Em geral, o brilho diminui ao longo da noite. Logo após escurecer, a linha aparece com clareza; algumas horas depois, tende a ficar bem mais fraca. Em regiões tropicais como a Malásia, o desempenho também depende da intensidade do sol durante o dia - com céu encoberto, a “carga” é menor.
"A tecnologia funciona - só não com a intensidade, a duração e o custo que um uso em larga escala exigiria."
Ainda assim, pode fazer sentido em aplicações específicas: curvas perigosas sem acesso fácil à rede elétrica, desvios temporários, ou ciclovias, onde o desgaste é menor do que em eixos viários principais. Nesses contextos, o fator psicológico também pesa - quando a orientação parece mais clara, as pessoas tendem a conduzir com mais tranquilidade.
O que outras soluções prometem
Ao mesmo tempo em que se testa tinta luminosa, engenheiros desenvolvem alternativas já mais comuns no dia a dia - ou perto de ganhar escala:
- Marcações de alta refletividade: tintas especiais com microesferas de vidro que devolvem muito mais luz dos faróis do que a tinta padrão.
- Marcadores viários com LED integrado: elementos de LED embutidos no pavimento, capazes de piscar ou mudar de cor em pontos de risco - mais complexos, porém extremamente visíveis.
- Iluminação pública solar: postes isolados ou estruturas pequenas com painel solar e bateria, operando sem ligação direta à rede elétrica.
- Limites de velocidade dinâmicos e alertas: painéis eletrônicos que reduzem a velocidade quando visibilidade e leitura das marcações pioram.
Comparada a isso, a estrada que brilha parece quase nostálgica: uma solução analógica em um trânsito cada vez mais digital, com sensores, câmeras e sistemas de assistência. Mesmo assim, para muita gente, uma linha simples e bem visível no asfalto continua valendo mais do que qualquer aplicativo no painel.
O que leitores brasileiros podem aprender com esse caso
Mesmo em países da Europa Central, aumentam as reclamações sobre marcações apagadas - especialmente após invernos com uso pesado de sal para degelo. Especialistas em direito do trânsito costumam lembrar que linhas confusas elevam o risco de acidentes. O teste da Malásia mostra o tamanho da pressão sobre órgãos públicos para experimentar caminhos novos, ainda que o resultado final seja desistir.

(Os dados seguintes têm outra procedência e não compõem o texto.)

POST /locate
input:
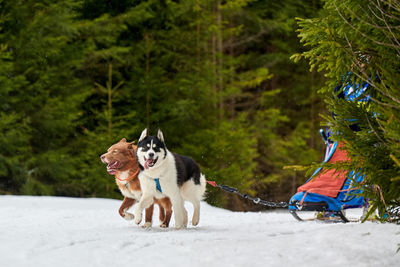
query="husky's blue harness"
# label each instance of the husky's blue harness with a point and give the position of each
(158, 186)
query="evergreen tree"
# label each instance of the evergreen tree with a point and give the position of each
(356, 42)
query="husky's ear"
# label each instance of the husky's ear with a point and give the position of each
(131, 144)
(144, 134)
(160, 135)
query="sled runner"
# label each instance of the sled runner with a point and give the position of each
(330, 191)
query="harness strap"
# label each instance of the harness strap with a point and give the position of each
(127, 180)
(158, 186)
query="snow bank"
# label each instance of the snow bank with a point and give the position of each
(55, 231)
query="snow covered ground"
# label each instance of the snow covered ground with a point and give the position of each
(55, 231)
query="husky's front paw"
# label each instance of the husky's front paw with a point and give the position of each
(147, 225)
(129, 216)
(163, 225)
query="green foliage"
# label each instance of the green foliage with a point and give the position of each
(215, 76)
(361, 38)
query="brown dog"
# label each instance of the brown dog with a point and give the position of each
(122, 162)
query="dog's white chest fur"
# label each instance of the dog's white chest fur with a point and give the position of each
(135, 194)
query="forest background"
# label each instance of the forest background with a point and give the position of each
(216, 76)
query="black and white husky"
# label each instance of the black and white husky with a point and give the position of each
(163, 173)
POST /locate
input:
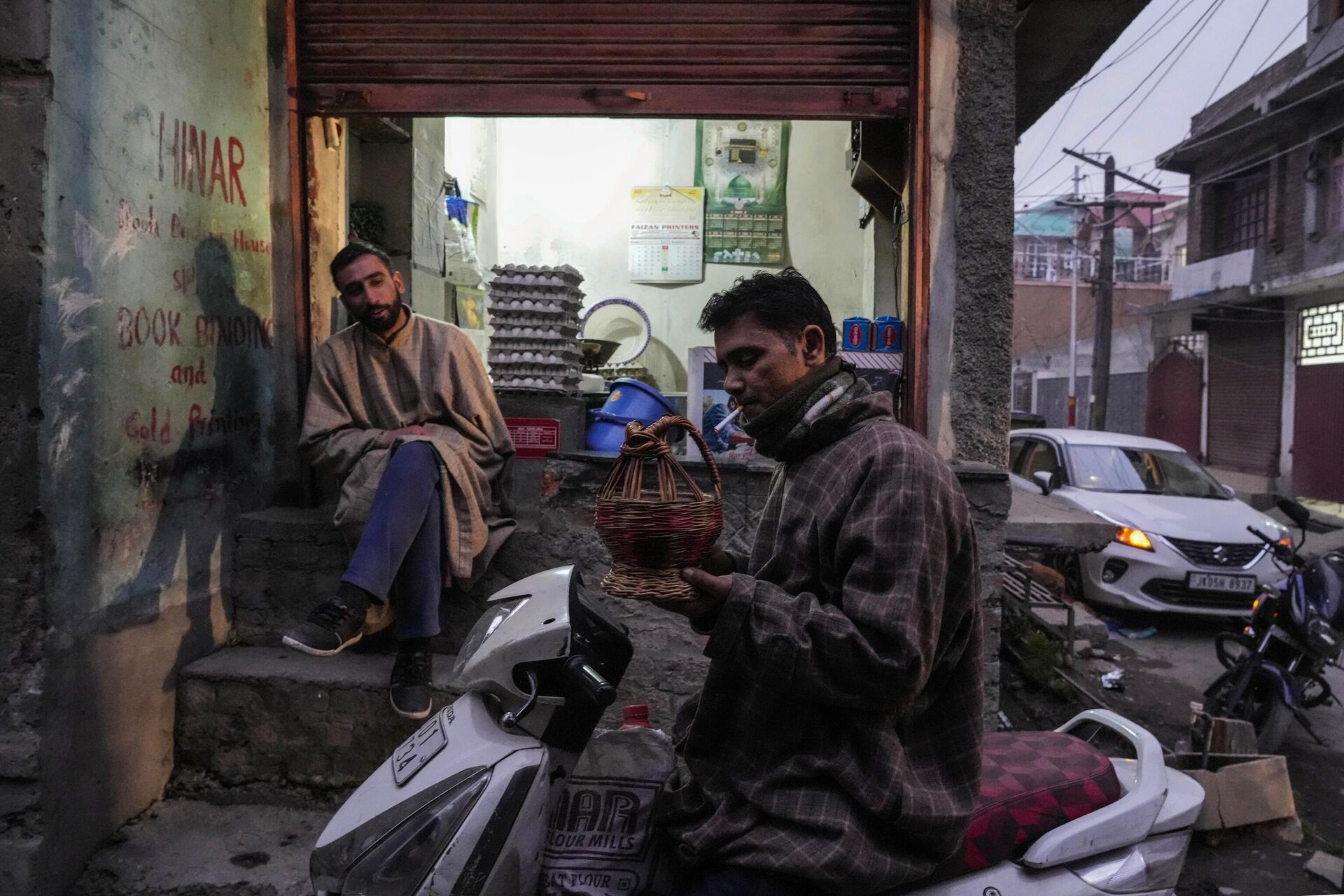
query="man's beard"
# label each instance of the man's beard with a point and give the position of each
(393, 318)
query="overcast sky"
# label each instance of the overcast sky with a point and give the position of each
(1184, 83)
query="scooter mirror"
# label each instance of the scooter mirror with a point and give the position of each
(1294, 512)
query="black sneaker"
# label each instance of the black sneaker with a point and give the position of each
(412, 692)
(332, 626)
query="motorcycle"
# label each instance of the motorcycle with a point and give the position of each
(1276, 664)
(461, 806)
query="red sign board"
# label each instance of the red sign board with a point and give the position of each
(534, 437)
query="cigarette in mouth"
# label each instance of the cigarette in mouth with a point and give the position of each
(727, 419)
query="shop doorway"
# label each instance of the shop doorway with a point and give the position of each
(543, 74)
(1319, 433)
(1176, 399)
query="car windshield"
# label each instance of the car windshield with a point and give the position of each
(1104, 468)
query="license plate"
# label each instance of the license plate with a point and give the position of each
(1222, 582)
(419, 748)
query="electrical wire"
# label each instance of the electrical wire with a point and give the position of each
(1291, 33)
(1139, 43)
(1227, 175)
(1163, 77)
(1212, 7)
(1236, 55)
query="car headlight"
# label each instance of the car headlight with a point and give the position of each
(1133, 538)
(484, 628)
(388, 859)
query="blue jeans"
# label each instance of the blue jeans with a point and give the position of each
(745, 881)
(403, 540)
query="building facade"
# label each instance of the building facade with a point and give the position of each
(160, 172)
(1044, 237)
(1259, 308)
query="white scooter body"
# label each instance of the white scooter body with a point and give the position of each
(461, 806)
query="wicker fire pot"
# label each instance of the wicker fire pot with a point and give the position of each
(654, 536)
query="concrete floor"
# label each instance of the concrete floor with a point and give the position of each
(190, 848)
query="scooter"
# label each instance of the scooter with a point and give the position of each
(461, 806)
(1276, 665)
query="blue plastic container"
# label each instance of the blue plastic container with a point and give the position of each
(857, 335)
(635, 400)
(886, 335)
(606, 431)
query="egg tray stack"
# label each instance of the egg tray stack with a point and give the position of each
(536, 318)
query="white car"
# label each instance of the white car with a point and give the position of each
(1180, 543)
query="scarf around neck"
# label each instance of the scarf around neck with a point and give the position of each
(781, 431)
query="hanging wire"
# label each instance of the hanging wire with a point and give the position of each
(1180, 45)
(1236, 55)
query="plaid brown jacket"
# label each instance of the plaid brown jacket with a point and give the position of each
(838, 734)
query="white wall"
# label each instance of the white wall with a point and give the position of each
(558, 191)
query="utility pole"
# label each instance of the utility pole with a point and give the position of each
(1073, 308)
(1105, 302)
(1107, 282)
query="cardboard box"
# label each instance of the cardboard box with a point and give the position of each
(1238, 790)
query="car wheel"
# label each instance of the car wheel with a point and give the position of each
(1072, 568)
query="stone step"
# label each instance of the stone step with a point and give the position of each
(286, 562)
(270, 716)
(195, 848)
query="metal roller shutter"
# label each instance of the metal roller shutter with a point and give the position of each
(1245, 394)
(1319, 433)
(760, 58)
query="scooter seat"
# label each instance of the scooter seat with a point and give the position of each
(1030, 782)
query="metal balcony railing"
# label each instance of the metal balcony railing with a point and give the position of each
(1056, 267)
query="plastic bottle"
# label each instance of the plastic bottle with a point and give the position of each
(635, 716)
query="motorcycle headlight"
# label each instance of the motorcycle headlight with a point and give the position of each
(1152, 864)
(483, 629)
(1323, 638)
(384, 858)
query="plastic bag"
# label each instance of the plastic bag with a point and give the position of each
(600, 839)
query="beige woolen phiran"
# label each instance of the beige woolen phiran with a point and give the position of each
(428, 375)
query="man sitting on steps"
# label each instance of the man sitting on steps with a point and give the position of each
(400, 409)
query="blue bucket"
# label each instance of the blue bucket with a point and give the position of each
(632, 399)
(606, 431)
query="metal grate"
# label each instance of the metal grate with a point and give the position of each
(1175, 593)
(1215, 554)
(690, 58)
(1320, 335)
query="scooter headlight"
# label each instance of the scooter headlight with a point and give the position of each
(384, 858)
(484, 628)
(1152, 864)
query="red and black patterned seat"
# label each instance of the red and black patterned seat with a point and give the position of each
(1031, 782)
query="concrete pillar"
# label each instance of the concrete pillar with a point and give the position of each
(24, 99)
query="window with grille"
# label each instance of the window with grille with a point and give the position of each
(1242, 213)
(1193, 343)
(1320, 335)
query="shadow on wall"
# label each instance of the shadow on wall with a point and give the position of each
(213, 476)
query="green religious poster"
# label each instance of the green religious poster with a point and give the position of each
(743, 167)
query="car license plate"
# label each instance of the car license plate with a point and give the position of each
(1222, 582)
(419, 748)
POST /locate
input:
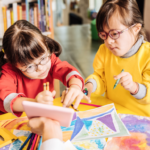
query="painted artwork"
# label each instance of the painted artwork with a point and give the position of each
(5, 147)
(97, 144)
(139, 128)
(98, 123)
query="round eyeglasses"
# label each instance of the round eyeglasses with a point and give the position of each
(114, 34)
(32, 68)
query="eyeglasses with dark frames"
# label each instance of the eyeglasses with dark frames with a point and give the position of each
(114, 34)
(32, 68)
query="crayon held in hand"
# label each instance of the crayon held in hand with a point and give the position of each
(117, 80)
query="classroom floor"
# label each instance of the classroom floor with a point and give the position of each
(78, 48)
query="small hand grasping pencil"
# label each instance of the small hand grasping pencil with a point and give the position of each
(46, 86)
(71, 104)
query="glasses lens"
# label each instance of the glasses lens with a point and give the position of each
(114, 34)
(102, 35)
(31, 69)
(44, 60)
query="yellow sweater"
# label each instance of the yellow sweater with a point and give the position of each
(106, 65)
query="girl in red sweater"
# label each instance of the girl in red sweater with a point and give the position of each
(27, 60)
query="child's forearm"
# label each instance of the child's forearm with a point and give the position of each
(76, 82)
(17, 105)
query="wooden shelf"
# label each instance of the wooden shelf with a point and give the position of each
(6, 2)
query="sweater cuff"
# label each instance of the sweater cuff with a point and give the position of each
(76, 75)
(52, 144)
(141, 93)
(94, 84)
(8, 103)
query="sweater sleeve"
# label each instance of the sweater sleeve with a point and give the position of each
(8, 90)
(63, 71)
(56, 144)
(99, 72)
(146, 82)
(53, 144)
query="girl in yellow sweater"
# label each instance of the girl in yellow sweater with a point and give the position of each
(120, 25)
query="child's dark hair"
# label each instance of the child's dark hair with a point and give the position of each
(127, 9)
(23, 42)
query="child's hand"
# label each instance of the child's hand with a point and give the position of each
(45, 97)
(127, 82)
(89, 87)
(46, 127)
(73, 93)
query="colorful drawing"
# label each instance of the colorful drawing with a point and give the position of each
(97, 144)
(5, 147)
(139, 128)
(98, 123)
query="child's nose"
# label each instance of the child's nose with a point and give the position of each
(109, 40)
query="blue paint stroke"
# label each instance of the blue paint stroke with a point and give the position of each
(108, 121)
(73, 122)
(87, 124)
(16, 145)
(79, 148)
(134, 124)
(100, 115)
(5, 147)
(68, 129)
(78, 126)
(100, 143)
(74, 116)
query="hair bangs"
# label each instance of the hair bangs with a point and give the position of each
(27, 47)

Para prefeituras e gestores de infraestrutura viária, fica um aprendizado pragmático: apostar em inovação chamativa exige dados sólidos sobre custo, vida útil e manutenção - e um plano claro para o caso de a tecnologia não passar no “teste do mundo real”. A carreira curta da estrada luminosa malaia também evidencia que boa aparência e aprovação nas redes sociais valem menos, no fim das contas, do que um orçamento sustentável e a confiança de equipes técnicas.
Ao mesmo tempo, o experimento prova como ideias novas conseguem puxar o debate. Depois de Semenyih, mais gente na Malásia passou a falar sobre marcações seguras, baixa visibilidade e estradas rurais escuras. Os 245 metros de asfalto brilhante não resolveram o problema - mas o deixaram impossível de ignorar, e isso, no trânsito, já pode ser um primeiro passo importante.